Historical population
| Census | Pop. | Note | %± |
| 1890 | 1,087 |  | — |
| 1900 | 1,055 |  | −2.9% |
| 1910 | 985 |  | −6.6% |
| 1920 | 922 |  | −6.4% |
| 1930 | 717 |  | −22.2% |
| 1940 | 722 |  | 0.7% |
| 1950 | 520 |  | −28.0% |
| 1960 | 395 |  | −24.0% |
| 1970 | 377 |  | −4.6% |
| 1980 | 387 |  | 2.7% |
| 1990 | 392 |  | 1.3% |
| 2000 | 256 |  | −34.7% |
| 2010 | 522 |  | 103.9% |
| 2020 | 479 |  | −8.2% |
Source: US Decennial Census

==History==

Washington Township's first settlers were Jacob and Henry Funk and their families who settled in the area in 1805. Their farm was located on the river flat where Indian Creek flows into the Ohio River.

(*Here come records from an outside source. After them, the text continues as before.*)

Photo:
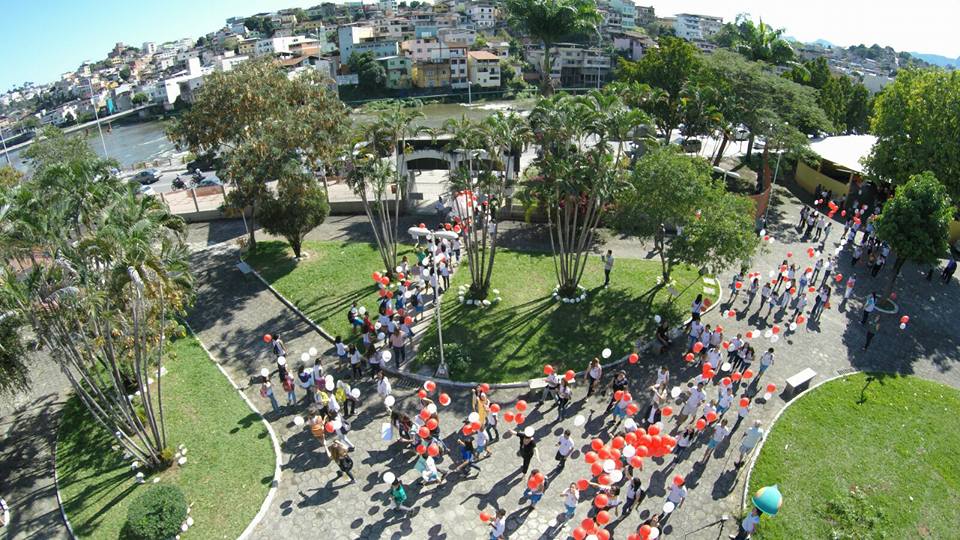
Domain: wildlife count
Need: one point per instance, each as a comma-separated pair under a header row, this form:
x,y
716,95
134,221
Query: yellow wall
x,y
809,178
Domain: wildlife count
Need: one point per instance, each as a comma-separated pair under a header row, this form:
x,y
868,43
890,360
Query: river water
x,y
136,143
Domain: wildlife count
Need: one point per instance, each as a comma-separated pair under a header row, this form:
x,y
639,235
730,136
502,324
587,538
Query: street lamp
x,y
421,232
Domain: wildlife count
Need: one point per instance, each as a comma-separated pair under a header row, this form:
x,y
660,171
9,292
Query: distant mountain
x,y
937,59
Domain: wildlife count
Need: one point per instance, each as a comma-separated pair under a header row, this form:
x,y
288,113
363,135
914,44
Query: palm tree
x,y
549,21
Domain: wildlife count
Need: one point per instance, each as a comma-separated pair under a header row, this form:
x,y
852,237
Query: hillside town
x,y
384,49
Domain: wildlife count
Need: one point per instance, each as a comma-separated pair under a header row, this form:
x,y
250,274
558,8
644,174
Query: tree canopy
x,y
917,124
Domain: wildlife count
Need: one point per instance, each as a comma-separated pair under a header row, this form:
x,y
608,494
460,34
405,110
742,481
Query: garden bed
x,y
230,458
866,456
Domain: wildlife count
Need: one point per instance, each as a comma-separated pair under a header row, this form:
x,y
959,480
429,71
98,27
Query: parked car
x,y
205,162
147,176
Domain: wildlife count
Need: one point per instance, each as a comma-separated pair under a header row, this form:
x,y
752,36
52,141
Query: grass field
x,y
326,283
230,455
866,456
514,339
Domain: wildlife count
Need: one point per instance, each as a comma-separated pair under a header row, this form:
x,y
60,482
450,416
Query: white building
x,y
482,15
696,27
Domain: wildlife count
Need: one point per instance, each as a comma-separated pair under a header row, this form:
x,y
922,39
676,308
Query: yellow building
x,y
431,74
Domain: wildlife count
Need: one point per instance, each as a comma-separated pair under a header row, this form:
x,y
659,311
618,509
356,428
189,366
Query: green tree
x,y
253,116
915,222
670,68
549,22
669,190
299,207
917,126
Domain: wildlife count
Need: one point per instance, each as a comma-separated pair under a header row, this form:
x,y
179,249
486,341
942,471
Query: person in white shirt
x,y
750,439
564,449
719,434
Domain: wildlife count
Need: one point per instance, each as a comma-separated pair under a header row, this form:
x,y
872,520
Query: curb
x,y
457,384
56,483
248,531
756,453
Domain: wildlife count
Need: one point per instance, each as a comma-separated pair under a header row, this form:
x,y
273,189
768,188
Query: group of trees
x,y
97,272
267,127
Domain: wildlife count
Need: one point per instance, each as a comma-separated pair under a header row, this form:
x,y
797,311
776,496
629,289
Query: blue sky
x,y
43,38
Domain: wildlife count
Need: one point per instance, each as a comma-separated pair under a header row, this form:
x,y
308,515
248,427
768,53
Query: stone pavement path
x,y
28,423
234,311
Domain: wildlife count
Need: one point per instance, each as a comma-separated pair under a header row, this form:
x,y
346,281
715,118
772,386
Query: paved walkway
x,y
237,310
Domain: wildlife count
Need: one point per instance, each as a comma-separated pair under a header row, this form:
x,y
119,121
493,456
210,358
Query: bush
x,y
156,514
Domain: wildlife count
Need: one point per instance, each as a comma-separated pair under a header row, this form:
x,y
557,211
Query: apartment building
x,y
484,69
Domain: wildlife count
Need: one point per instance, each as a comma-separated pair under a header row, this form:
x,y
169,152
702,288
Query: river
x,y
146,142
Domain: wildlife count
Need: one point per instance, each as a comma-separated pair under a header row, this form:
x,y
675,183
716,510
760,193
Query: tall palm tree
x,y
549,21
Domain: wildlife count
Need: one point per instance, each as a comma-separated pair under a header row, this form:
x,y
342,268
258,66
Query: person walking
x,y
607,267
564,449
869,306
528,449
750,439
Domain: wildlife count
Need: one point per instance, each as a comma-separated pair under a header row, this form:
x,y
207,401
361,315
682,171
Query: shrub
x,y
156,514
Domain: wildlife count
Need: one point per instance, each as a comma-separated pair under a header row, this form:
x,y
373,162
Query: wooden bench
x,y
799,381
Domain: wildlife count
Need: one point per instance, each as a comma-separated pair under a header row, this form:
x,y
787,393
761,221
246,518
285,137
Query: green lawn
x,y
230,455
512,340
326,283
865,457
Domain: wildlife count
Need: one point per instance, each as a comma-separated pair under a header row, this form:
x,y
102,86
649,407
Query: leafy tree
x,y
582,166
253,116
670,190
549,22
916,222
669,68
916,122
299,207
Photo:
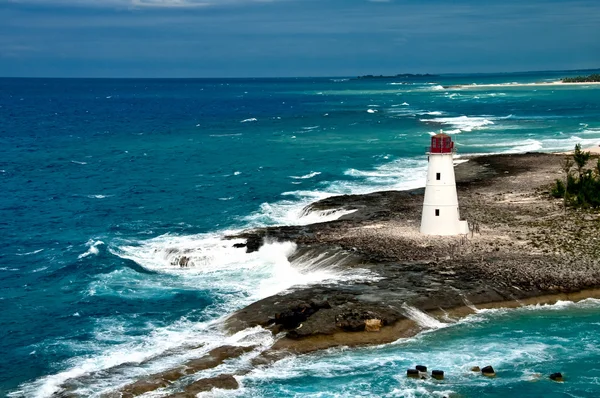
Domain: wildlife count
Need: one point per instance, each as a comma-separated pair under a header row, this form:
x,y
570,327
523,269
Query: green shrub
x,y
582,189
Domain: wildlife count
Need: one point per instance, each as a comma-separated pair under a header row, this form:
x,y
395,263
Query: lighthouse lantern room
x,y
440,206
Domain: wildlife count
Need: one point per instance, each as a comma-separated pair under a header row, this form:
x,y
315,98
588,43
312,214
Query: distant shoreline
x,y
536,84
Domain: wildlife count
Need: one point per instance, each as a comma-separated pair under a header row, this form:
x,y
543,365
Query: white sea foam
x,y
309,175
422,319
463,123
237,277
30,253
226,135
93,248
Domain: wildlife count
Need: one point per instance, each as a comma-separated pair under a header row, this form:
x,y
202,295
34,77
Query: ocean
x,y
106,182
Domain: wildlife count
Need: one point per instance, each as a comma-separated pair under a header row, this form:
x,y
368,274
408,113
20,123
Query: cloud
x,y
138,3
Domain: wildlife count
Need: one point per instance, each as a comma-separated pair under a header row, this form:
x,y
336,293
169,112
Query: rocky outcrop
x,y
223,381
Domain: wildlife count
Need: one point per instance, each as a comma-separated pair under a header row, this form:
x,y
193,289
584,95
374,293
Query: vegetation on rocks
x,y
580,189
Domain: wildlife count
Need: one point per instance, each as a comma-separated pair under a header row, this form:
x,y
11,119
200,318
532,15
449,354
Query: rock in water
x,y
488,371
373,325
412,373
183,261
557,377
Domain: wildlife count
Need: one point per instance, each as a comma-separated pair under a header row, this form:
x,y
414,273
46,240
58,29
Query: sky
x,y
280,38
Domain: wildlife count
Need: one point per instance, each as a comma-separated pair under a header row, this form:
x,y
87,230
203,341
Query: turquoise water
x,y
107,182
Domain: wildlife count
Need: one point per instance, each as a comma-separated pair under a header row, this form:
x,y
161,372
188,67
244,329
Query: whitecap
x,y
30,253
309,175
93,248
225,135
464,123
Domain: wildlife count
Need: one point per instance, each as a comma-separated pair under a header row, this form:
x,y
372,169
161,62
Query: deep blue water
x,y
106,182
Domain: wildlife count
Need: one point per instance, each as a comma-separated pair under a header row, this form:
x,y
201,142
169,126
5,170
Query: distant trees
x,y
583,79
581,189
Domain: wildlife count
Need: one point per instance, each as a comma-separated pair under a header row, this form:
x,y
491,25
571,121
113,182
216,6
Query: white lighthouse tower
x,y
440,205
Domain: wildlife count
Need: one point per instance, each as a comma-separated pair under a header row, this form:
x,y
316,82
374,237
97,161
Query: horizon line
x,y
304,77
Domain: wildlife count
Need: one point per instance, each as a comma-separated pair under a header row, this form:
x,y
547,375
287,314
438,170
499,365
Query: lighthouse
x,y
440,205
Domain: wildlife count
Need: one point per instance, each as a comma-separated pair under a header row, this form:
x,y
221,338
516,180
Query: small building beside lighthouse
x,y
440,206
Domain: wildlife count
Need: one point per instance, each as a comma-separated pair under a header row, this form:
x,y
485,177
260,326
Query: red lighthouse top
x,y
441,143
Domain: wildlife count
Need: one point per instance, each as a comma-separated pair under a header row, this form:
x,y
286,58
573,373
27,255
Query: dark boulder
x,y
557,377
253,244
488,371
412,373
183,261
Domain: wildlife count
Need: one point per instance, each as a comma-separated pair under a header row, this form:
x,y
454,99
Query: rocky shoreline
x,y
524,248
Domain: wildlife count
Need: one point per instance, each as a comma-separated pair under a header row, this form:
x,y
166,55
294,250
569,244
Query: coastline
x,y
508,85
510,262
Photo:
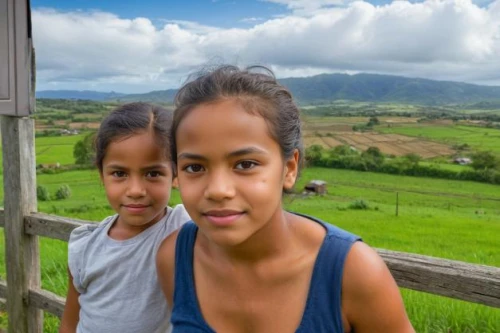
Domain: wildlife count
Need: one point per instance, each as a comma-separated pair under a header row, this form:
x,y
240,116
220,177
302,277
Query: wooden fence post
x,y
21,249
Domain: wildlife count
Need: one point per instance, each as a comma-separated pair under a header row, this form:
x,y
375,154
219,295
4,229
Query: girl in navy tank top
x,y
245,264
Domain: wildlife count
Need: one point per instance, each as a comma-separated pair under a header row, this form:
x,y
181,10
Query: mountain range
x,y
325,88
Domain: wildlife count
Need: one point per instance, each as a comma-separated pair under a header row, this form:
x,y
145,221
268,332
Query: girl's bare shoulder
x,y
370,297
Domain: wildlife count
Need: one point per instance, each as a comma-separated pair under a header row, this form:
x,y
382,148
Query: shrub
x,y
63,192
42,193
359,204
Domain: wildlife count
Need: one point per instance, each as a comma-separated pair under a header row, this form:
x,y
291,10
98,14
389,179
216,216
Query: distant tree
x,y
373,121
42,193
484,160
373,156
314,154
343,150
83,151
63,192
412,158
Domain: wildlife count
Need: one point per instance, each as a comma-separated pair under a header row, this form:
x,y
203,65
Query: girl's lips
x,y
135,209
222,218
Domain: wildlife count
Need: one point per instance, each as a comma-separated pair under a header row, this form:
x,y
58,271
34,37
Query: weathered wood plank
x,y
3,305
3,289
47,301
3,295
450,278
22,257
51,226
455,279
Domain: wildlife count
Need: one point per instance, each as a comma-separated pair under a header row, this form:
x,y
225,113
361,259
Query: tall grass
x,y
450,219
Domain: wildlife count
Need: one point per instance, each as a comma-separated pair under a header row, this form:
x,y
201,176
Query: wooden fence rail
x,y
455,279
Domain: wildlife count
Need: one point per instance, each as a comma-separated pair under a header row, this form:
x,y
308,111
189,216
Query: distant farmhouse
x,y
462,160
316,186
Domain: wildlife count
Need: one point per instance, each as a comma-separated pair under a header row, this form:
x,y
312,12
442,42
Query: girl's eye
x,y
193,168
118,174
245,165
153,174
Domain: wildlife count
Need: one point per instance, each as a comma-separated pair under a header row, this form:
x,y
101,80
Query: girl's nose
x,y
220,186
136,188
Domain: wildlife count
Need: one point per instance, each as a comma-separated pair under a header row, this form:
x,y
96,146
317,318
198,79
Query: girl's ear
x,y
291,170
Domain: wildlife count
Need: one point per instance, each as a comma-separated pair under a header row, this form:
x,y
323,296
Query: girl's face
x,y
230,171
137,178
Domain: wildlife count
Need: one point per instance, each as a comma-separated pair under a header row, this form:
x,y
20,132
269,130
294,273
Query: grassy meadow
x,y
436,218
477,137
457,220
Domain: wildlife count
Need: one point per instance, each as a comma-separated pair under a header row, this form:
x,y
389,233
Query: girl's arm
x,y
71,314
165,267
371,301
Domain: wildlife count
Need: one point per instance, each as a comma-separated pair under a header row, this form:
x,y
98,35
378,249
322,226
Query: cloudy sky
x,y
138,46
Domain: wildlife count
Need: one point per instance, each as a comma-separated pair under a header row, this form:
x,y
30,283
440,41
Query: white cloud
x,y
445,39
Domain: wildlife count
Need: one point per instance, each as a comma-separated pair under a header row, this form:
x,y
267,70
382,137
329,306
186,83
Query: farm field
x,y
450,219
476,137
330,132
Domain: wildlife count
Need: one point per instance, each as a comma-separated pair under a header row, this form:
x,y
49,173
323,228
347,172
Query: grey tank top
x,y
117,281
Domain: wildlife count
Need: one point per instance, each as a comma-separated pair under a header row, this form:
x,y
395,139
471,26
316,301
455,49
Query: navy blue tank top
x,y
322,312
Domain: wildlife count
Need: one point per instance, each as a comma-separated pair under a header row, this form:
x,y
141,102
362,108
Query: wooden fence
x,y
455,279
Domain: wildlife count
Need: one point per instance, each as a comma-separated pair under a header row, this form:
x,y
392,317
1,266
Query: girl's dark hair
x,y
258,91
129,119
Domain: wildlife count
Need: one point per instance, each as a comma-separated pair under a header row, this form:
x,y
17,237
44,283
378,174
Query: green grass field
x,y
436,217
51,150
479,138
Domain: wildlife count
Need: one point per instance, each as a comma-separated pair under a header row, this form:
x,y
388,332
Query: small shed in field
x,y
316,186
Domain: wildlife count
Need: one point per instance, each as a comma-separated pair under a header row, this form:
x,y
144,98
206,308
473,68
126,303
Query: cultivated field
x,y
335,131
449,219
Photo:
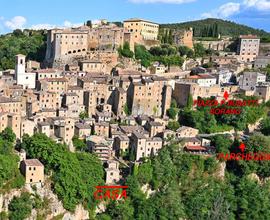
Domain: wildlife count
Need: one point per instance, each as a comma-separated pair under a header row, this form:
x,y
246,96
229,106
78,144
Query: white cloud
x,y
69,24
207,15
162,1
66,24
42,26
261,5
223,11
16,22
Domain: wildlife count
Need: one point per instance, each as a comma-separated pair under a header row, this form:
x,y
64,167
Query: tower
x,y
20,65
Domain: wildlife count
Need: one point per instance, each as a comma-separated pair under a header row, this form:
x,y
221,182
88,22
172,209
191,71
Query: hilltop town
x,y
123,93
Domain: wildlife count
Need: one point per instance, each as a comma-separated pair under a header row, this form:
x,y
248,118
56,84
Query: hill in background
x,y
207,27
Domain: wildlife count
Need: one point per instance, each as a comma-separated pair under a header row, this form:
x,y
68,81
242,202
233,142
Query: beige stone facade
x,y
248,47
58,85
150,96
33,170
144,147
184,38
142,29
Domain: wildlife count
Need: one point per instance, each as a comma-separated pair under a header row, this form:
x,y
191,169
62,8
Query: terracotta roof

In 1986, an early archaic Indian site was excavated in the western part of the township, the Swan's Landing Archeological Site.

==Geography==
According to the 2010 census, the township has a total area of 21.09 sqmi, of which 20.77 sqmi (or 98.48%) is land and 0.32 sqmi (or 1.52%) is water.

==Settlements==
The only town in Washington Township is New Amsterdam, Indiana, located along the Ohio River. The unincorporated community of Valley City is also located there.